Adi bin Arthas mempertemukan antara Iyas dan al-Qasim lalu berkata,
“Amirul mukminin – semoga Allah memanjangkan umurnya – memintaku untuk
mengangkat salah satu dari kalian sebagai kepala pengadilan Bashrah.
Bagaimana pendapat kalian berdua?”
Masing-masing mengatakan bahwa rekannyalah yang lebih utama sambil menyebutkan keutamaan, ilmu dan kefakihannya.
Adi berkata, “Kalian tidak boleh keluar dari sini sebelum kalian memutuskannya.”
Iyas berkata, “Wahai Amir, anda bisa menanyakan tentang diriku dan
al-Qasim kepada dua fuqaha Irak ternama yaitu Hasan al-Bashri dan
Muhammad bin Sirin, karena keduanyalah yang paling mampu membedakan
antara kami berdua.”
Iyas mengatakan seperti itu karena al-Qasim adalah murid dari kedua
ulama tersebut, sedangkan Iyas sendiri tidak punya hubungan apapun
dengan mereka. Al-Qasim menyadari bahwa Iyas akan memojokkannya, sebab
kalau pemimpin Irak itu bermusyawarah dengan kedua ulama itu, tentulah
mereka akan memilih dia dan bukan Iyas. Maka dia segera menoleh kepada
Adi dan berkata, “Wahai Amir, janganlah anda menanyakan perihalku kepada
siapapun.
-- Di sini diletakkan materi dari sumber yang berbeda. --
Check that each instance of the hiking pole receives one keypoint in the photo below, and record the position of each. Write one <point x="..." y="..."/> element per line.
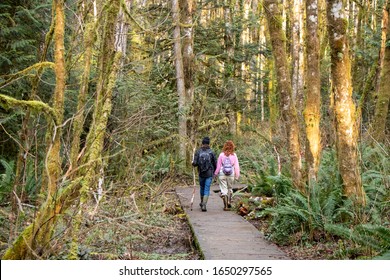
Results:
<point x="193" y="175"/>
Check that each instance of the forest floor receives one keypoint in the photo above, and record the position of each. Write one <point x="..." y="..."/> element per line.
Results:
<point x="135" y="225"/>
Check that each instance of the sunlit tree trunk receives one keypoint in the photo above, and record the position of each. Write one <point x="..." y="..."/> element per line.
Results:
<point x="181" y="90"/>
<point x="297" y="55"/>
<point x="289" y="114"/>
<point x="39" y="233"/>
<point x="345" y="111"/>
<point x="313" y="92"/>
<point x="77" y="129"/>
<point x="33" y="242"/>
<point x="229" y="67"/>
<point x="188" y="7"/>
<point x="382" y="104"/>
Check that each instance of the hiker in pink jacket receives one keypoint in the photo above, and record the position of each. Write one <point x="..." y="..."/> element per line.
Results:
<point x="227" y="170"/>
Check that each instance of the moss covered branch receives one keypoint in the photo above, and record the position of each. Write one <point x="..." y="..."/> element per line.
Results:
<point x="8" y="103"/>
<point x="13" y="77"/>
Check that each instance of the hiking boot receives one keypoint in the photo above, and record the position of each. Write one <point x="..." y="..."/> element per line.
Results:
<point x="225" y="202"/>
<point x="201" y="202"/>
<point x="205" y="198"/>
<point x="229" y="203"/>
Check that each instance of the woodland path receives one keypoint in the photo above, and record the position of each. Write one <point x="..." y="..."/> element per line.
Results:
<point x="224" y="235"/>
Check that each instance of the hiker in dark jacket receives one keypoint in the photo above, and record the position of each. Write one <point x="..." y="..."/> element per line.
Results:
<point x="206" y="162"/>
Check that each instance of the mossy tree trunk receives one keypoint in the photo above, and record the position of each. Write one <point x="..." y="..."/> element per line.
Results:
<point x="344" y="107"/>
<point x="180" y="82"/>
<point x="188" y="7"/>
<point x="77" y="129"/>
<point x="229" y="65"/>
<point x="313" y="92"/>
<point x="378" y="127"/>
<point x="288" y="110"/>
<point x="34" y="241"/>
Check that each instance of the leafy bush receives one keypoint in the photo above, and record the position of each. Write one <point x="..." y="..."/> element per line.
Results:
<point x="325" y="214"/>
<point x="6" y="179"/>
<point x="158" y="166"/>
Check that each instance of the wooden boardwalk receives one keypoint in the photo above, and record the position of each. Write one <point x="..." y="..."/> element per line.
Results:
<point x="224" y="235"/>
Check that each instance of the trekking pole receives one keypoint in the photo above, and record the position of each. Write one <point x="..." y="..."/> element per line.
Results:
<point x="193" y="175"/>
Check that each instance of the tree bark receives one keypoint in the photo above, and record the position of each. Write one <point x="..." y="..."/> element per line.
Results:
<point x="382" y="103"/>
<point x="312" y="112"/>
<point x="344" y="107"/>
<point x="33" y="242"/>
<point x="289" y="114"/>
<point x="180" y="82"/>
<point x="188" y="8"/>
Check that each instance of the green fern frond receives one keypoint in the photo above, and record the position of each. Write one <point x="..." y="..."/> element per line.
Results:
<point x="338" y="230"/>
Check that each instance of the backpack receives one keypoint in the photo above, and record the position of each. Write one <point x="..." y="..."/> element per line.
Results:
<point x="204" y="160"/>
<point x="227" y="167"/>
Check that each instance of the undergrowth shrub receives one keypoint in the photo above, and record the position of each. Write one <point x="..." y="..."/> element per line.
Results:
<point x="325" y="215"/>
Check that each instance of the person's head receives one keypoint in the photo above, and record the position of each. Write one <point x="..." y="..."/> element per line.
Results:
<point x="206" y="141"/>
<point x="228" y="148"/>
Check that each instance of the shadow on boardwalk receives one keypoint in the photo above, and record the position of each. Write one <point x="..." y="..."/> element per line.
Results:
<point x="224" y="235"/>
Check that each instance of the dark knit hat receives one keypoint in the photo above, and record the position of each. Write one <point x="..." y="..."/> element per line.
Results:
<point x="206" y="140"/>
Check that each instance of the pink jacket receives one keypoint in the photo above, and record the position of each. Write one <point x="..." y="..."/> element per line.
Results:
<point x="233" y="159"/>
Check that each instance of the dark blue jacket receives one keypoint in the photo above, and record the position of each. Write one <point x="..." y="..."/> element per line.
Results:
<point x="213" y="158"/>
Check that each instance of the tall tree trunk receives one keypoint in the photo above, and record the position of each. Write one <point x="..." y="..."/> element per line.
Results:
<point x="188" y="7"/>
<point x="229" y="66"/>
<point x="33" y="242"/>
<point x="289" y="114"/>
<point x="38" y="235"/>
<point x="297" y="58"/>
<point x="345" y="111"/>
<point x="89" y="39"/>
<point x="312" y="112"/>
<point x="382" y="103"/>
<point x="181" y="89"/>
<point x="53" y="159"/>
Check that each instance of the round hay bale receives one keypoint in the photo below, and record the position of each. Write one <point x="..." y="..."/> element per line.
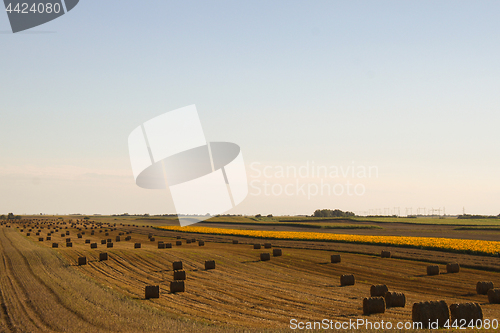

Demi Allah yang tiada ilah selain Dia, Iyas lebih mengerti
tentang agama Allah daripada aku dan lebih mampu untuk menjadi hakim.
Bila aku bohong dalam sumpahku ini, maka tidak patut anda memilihku
karena itu berarti memberikan jabatan kepada orang yang ada cacatnya.
Bila aku jujur, anda tidak boleh mengutamakan orang yang lebih rendah,
sedangkan di sini ada yang lebih utama.”
Iyas berpaling kepada amir dan berkata, “Wahai Amir, anda memanggil
orang untuk menjadi hakim. Ibaratnya anda letakkan ia di tepi jahanam,
lalu orang itu (al-Qasim) hendak menyelamatkan dirinya dengan sumpah
palsu yang dia bisa meminta ampun kepada Allah dengan beristighfar
kepada-Nya dan selamatlah ia dari apa yang ditakutinya.”
Maka Adi berkata kepada Iyas, “Orang yang berpandangan seperti dirimu inilah yang layak menjadi hakim.”
Lalu diangkatlah Iyas sebagai qadhi di Bashrah.
***
Rujukan:
Jejak Para Tabi’ien, DR. Abdurrahman Ra’fat Basya, Pustaka at-Tibyan.